Esterio shook his head. "Too expected. Plus, we'd just be making a fancier Alexa."
"Okay… what about something health-focused? A system that monitors biometrics and responds to emotions?"
Marcus frowned. "Cool idea, but it won't win. Hyperion's competition is about advancing AI, not making a better smartwatch."
Elliot groaned. "Then what? If we can't make a JARVIS and we can't make a wellness AI, what do we do?"
Esterio's mind raced. "Something in between."
Elliot and Marcus exchanged glances. "Go on."
Esterio stood, pacing. "Every AI today operates within fixed constraints. They process data and give a response, but they never truly change their reasoning over time. Our AI should be different."
Marcus narrowed his eyes. "How different?"
Esterio turned to them, a slow grin forming.
"We build an AI that evolves."
Silence.
Elliot's grin matched his. "An AI that adapts its own programming based on experience?"
Esterio nodded. "Not just machine learning, not just self-improvement. It would analyze its own architecture, rewrite its own logic, and refine itself—not based on hard-coded updates, but based on its understanding of the world around it."
Marcus leaned forward. "So basically… it learns to think better. Not just process better."
Elliot let out a low whistle. "Damn. That's ambitious."
Marcus smirked. "Which means we're definitely doing it."
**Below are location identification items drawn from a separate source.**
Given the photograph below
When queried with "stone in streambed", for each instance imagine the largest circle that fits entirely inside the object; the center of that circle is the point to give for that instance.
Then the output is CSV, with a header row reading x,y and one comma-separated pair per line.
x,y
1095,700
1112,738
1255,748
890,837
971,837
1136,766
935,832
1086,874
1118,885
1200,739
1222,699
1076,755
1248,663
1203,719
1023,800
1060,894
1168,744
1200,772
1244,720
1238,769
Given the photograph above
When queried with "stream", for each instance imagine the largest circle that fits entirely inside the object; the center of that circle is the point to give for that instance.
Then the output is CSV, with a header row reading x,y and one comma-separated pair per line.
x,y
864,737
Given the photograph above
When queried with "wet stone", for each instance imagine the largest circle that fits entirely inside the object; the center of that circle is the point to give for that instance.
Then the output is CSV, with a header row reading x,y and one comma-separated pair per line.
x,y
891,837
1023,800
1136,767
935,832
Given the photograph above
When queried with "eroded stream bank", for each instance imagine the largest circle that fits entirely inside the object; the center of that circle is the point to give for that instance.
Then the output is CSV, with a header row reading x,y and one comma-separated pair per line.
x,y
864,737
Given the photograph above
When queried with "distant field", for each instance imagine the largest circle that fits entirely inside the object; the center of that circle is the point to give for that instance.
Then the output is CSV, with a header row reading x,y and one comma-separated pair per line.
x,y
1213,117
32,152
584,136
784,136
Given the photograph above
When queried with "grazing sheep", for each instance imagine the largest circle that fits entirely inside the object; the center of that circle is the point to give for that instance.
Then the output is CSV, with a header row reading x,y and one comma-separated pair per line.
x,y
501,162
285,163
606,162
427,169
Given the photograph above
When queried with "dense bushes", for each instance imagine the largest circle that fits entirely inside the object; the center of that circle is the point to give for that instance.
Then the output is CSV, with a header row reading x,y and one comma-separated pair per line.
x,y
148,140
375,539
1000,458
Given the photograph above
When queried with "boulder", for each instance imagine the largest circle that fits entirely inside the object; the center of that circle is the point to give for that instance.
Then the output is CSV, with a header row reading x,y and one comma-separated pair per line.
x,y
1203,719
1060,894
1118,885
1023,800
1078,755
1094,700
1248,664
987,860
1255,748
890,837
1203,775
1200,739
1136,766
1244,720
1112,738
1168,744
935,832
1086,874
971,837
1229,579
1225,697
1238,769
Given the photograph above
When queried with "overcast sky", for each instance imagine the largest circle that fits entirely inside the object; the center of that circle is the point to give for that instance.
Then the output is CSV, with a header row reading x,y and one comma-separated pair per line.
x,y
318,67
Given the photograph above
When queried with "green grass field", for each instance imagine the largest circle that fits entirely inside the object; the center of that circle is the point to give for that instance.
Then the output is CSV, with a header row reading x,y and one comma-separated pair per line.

Elliot clapped his hands. "Okay, so now that we have a goal, we need to get technical. How do we even start building something like this?"
Esterio picked up the marker again, writing on the board:
Meta-learning architecture – The AI must evaluate and modify its own neural networks over time.
2. Human-centric learning – It has to understand not just commands but intent behind them.
3. Ethical self-regulation – The AI needs a built-in system to determine why certain decisions matter.
Marcus exhaled. "We're building something that can literally redefine intelligence itself."
Elliot grinned. "So what do we call it?"
Esterio thought for a moment, then wrote one word on the board:
EVO.
Marcus raised an eyebrow. "Short for evolution?"
Esterio nodded. "Not just evolving intelligence—evolving understanding."
Elliot stood, clapping his hands together. "Alright, let's do this."
Marcus turned his laptop screen toward them. "Perfect timing. Registration closes in three days." He hit a key and smirked. "Team EVO is officially in."
The three of them exchanged a look, the weight of what they had just committed to settling in.
This wasn't just another competition.
This was the beginning of something much bigger.
And deep down, Esterio couldn't shake the feeling that they were on the edge of something huge.
Something that could change everything.